Queridos hermanos y hermanas, en mi tierra se dice: "Al mal tiempo buena cara". Con esta "buena cara" os digo: ¡buenos días!
Con su predicación sobre el Reino de Dios, Jesús se opone a una religiosidad que no involucra la vida humana, que no interpela la conciencia y su responsabilidad frente al bien y al mal. Lo demuestra también con la parábola de los dos hijos, que es propuesta en el Evangelio de Mateo (cfr. Mt 21, 28-32). A la invitación del padre de ir a trabajar a la viña, el primer hijo responde impulsivamente "no, no voy", pero después se arrepiente y va; sin embargo el segundo hijo, que enseguida responde "sí, sí papá", en realidad no lo hace, no va. La obediencia no consiste en decir "sí" o "no", sino siempre en actuar, en cultivar la viña, en realizar el Reino de Dios, en hacer el bien. Con este sencillo ejemplo, Jesús quiere superar una religión entendida solo como práctica exterior y rutinaria, que no incide en la vida y en las actitudes de las personas, una religiosidad superficial, solamente "ritual", en el mal sentido de la palabra.
Los exponentes de esta religiosidad "de fachada", que Jesús desaprueba, eran en aquella época «los sumos sacerdotes y los ancianos del pueblo» (Mt 21, 23), los cuales, según la admonición del Señor, en el Reino de Dios serán superados por los publicanos y las rameras (cfr. v. 31).

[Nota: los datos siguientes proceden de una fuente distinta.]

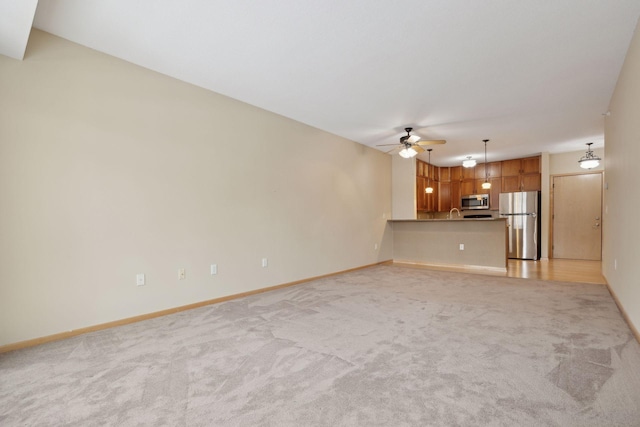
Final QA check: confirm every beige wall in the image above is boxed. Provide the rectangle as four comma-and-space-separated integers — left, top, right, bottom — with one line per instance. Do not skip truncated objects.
603, 19, 640, 334
0, 31, 393, 346
549, 147, 605, 175
391, 156, 417, 219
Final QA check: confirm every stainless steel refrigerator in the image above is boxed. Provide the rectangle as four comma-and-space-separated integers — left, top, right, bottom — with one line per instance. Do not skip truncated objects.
499, 191, 541, 260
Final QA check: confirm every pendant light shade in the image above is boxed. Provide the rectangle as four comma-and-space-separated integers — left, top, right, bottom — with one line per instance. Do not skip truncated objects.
425, 148, 434, 194
578, 143, 600, 169
482, 139, 491, 189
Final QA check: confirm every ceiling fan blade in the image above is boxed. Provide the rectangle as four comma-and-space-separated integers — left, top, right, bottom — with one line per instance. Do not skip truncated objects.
416, 140, 447, 146
412, 145, 425, 154
376, 143, 403, 147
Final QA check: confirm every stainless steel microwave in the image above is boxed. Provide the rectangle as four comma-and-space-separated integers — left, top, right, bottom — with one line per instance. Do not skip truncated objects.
461, 194, 489, 210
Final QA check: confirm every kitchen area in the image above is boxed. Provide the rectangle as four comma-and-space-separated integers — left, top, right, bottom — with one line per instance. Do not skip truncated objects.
389, 155, 543, 271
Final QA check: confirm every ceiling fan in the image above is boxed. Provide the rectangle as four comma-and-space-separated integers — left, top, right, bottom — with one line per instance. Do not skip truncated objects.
378, 127, 446, 158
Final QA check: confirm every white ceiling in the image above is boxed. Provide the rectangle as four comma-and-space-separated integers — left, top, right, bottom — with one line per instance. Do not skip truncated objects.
5, 1, 640, 165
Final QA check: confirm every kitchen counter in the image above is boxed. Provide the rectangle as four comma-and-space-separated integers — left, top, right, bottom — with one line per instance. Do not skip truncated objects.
389, 218, 508, 270
391, 218, 501, 222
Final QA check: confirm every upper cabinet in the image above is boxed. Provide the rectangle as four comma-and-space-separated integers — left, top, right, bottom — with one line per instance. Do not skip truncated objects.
450, 166, 462, 182
475, 162, 502, 180
416, 155, 541, 214
416, 160, 439, 212
439, 166, 450, 182
501, 156, 541, 192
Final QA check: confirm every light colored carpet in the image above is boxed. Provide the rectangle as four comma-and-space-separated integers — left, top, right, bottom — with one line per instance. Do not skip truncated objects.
1, 265, 639, 426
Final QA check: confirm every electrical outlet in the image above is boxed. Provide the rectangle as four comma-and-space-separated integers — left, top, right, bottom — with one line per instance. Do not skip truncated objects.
261, 258, 268, 268
374, 243, 378, 250
459, 244, 464, 251
210, 264, 218, 275
178, 268, 186, 280
614, 259, 617, 270
136, 274, 145, 286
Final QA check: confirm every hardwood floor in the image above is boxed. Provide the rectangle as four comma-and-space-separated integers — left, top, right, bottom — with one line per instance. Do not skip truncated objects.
394, 259, 606, 285
506, 259, 605, 284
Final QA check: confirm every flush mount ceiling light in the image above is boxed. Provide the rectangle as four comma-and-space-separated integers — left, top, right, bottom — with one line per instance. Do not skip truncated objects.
481, 139, 491, 190
425, 148, 434, 194
462, 156, 476, 168
578, 142, 601, 169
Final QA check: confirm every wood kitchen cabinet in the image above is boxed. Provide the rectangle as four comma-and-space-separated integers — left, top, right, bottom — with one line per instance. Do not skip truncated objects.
473, 161, 503, 210
475, 162, 502, 180
460, 163, 482, 196
501, 156, 541, 192
439, 180, 462, 211
461, 179, 476, 196
501, 159, 521, 177
447, 166, 463, 211
450, 166, 463, 182
474, 177, 502, 210
416, 155, 539, 214
464, 161, 503, 196
462, 165, 475, 180
417, 160, 426, 177
438, 182, 451, 211
417, 163, 439, 212
416, 176, 426, 211
426, 184, 438, 212
437, 167, 452, 212
438, 166, 451, 182
450, 181, 461, 210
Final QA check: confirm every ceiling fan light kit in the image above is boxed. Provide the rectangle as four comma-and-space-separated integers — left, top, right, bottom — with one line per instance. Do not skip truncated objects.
399, 147, 418, 158
377, 127, 446, 158
578, 142, 601, 169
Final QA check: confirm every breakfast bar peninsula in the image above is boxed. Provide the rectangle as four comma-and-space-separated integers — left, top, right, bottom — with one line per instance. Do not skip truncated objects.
389, 217, 508, 271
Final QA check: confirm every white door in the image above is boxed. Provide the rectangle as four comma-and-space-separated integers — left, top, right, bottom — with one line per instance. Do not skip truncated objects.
552, 173, 602, 260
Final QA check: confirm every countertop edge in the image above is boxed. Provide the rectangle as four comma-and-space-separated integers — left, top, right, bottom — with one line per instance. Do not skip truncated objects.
387, 218, 507, 222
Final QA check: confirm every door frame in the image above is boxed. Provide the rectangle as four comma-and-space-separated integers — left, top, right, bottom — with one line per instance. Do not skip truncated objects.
549, 171, 604, 259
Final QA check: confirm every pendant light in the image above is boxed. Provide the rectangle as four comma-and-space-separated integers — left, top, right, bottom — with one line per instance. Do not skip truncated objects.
425, 148, 434, 194
481, 139, 491, 190
462, 156, 476, 168
578, 143, 601, 169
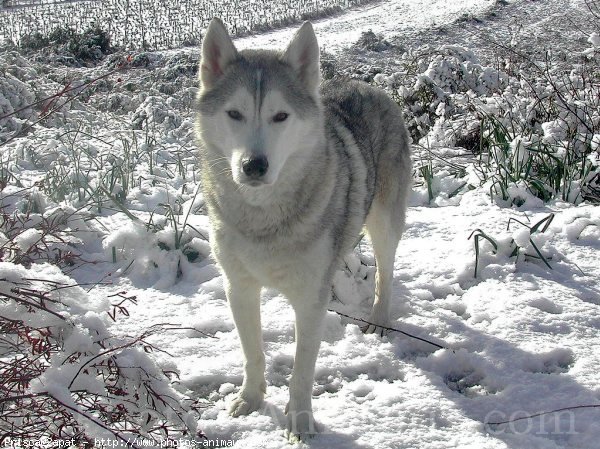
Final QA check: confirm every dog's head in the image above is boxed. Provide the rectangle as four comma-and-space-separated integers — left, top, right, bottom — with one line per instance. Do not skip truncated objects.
196, 18, 323, 192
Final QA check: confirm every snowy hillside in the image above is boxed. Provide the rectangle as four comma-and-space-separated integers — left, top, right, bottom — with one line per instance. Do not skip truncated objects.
1, 0, 599, 448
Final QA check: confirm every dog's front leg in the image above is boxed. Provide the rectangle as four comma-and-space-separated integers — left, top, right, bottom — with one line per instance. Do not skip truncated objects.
224, 273, 267, 417
286, 289, 328, 441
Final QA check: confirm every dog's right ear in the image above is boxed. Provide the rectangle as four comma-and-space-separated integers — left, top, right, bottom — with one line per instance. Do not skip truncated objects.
200, 18, 238, 89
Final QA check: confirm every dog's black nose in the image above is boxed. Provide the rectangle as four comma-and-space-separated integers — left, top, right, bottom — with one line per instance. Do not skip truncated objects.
241, 155, 269, 178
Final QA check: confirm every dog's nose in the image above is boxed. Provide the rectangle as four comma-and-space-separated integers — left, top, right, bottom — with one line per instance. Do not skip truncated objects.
241, 155, 269, 178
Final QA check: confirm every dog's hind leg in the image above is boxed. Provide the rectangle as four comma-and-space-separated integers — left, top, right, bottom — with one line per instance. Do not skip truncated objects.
224, 273, 267, 416
363, 194, 405, 335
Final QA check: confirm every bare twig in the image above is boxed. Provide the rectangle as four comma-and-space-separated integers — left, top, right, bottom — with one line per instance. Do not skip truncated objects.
0, 57, 130, 148
47, 393, 142, 449
329, 309, 450, 351
486, 404, 600, 426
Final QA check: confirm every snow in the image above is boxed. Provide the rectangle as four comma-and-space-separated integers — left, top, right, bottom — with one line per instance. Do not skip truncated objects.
1, 0, 600, 447
95, 172, 600, 449
233, 0, 493, 54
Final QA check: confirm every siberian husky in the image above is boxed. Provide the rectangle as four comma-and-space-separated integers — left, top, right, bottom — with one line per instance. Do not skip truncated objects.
195, 18, 411, 440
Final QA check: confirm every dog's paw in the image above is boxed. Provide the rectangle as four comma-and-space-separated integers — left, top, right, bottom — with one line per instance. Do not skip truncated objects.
285, 428, 317, 444
362, 316, 391, 336
361, 323, 390, 336
285, 405, 320, 442
229, 390, 264, 417
362, 308, 391, 336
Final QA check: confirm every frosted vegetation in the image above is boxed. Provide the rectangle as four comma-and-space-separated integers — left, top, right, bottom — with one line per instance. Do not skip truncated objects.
373, 40, 600, 207
0, 0, 374, 49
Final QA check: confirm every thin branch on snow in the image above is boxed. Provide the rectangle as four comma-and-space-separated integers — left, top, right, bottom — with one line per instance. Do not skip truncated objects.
486, 404, 600, 426
329, 309, 451, 351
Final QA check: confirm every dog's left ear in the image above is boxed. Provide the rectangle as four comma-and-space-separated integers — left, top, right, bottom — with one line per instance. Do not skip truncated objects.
282, 22, 320, 98
200, 18, 238, 90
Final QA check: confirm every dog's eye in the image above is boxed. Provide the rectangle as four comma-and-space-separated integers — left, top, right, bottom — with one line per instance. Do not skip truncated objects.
227, 110, 243, 121
273, 112, 289, 123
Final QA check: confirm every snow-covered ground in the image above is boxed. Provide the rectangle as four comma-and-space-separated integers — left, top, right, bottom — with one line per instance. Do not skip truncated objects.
233, 0, 494, 53
1, 0, 599, 448
107, 195, 600, 449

Jesús les dice: "Los publicanos, es decir los pecadores, y las rameras llegan antes que vosotros al Reino de Dios". Esta afirmación no debe inducir a pensar que hacen bien los que no siguen los mandamientos de Dios, los que no siguen la moral, y dicen: "Al fin y al cabo, ¡los que van a la Iglesia son peor que nosotros!". No, esta no es la enseñanza de Jesús. Jesús no señala a los publicanos y las prostitutas como modelos de vida, sino como "privilegiados de la Gracia". Y quisiera subrayar esta palabra "gracia", la gracia, porque la conversión siempre es una gracia. Una gracia que Dios ofrece a todo aquel que se abre y se convierte a Él. De hecho, estas personas, escuchando su predicación, se arrepintieron y cambiaron de vida. Pensemos en Mateo, por ejemplo, San Mateo, que era un publicano, un traidor a su patria.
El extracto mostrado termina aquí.